The “social media,” like Facebook, Sina Weibo and Twitter, have allowed millions of formerly anonymous individuals to broadcast their opinions to the broad public. Now, a researcher at the Journalism and Media Studies Centre (http://jmsc.hku.hk) is combining those individual posts and tweets into a gauge of public opinion in Hong Kong.
Dr. King-wa Fu, a research assistant professor at the JMSC, says the purpose of his study is to understand the nature of online public opinion here, and to develop a robust method for sampling and analysing it.
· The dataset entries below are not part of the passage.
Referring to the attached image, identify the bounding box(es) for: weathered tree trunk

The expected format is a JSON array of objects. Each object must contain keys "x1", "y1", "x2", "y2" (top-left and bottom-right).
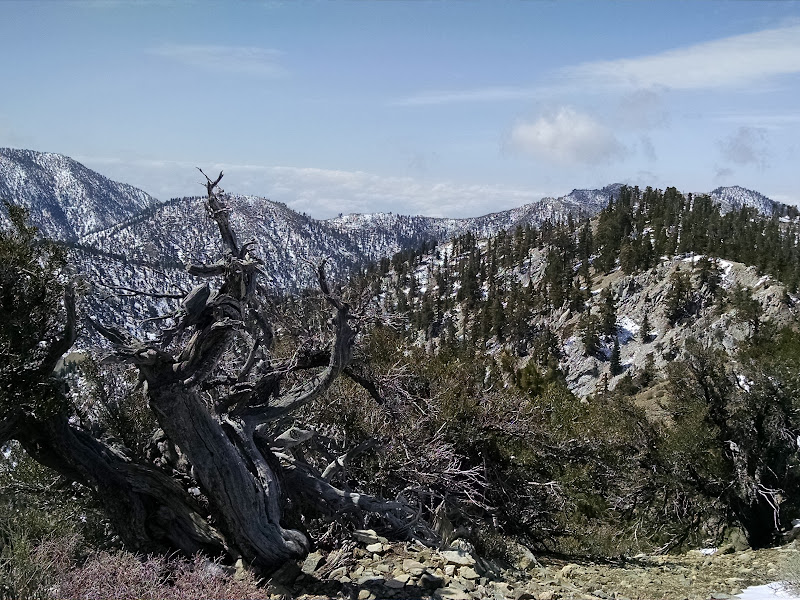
[
  {"x1": 146, "y1": 382, "x2": 308, "y2": 568},
  {"x1": 16, "y1": 410, "x2": 224, "y2": 556}
]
Fu presented his project at a media research seminar called “Public Opinion in HK: A Big Data Approach,” on March 2.
He told the seminar that gathering public opinion through telephone interviews and grabbing them off the Internet are “two totally different things”.
“Telephone interviews randomly pick a sample from the population and people just passively answer the question,” Fu said. “It doesn’t mean people really have an opinion on that issue and seeing an unknown caller-ID number, some people just hang up.”
He said online postings and chat can be much more informative. “There are a lot of people contributing actively and voluntarily to the online domain, so why don’t we look at this kind of opinion?” he asked.
Fu’s research collects daily data from people whose online profile is based in Hong Kong, and who mention government-related key words. He uses the major online platforms, such as discuss.come.hk, uwant.com, hkgolden.com, hkreporter, Twitter, Sina Weibo, blogs and Facebook.
The project is funded by the the Hong Kong government’s Central Policy Unit to look into Hong Kongers’ views about government performance.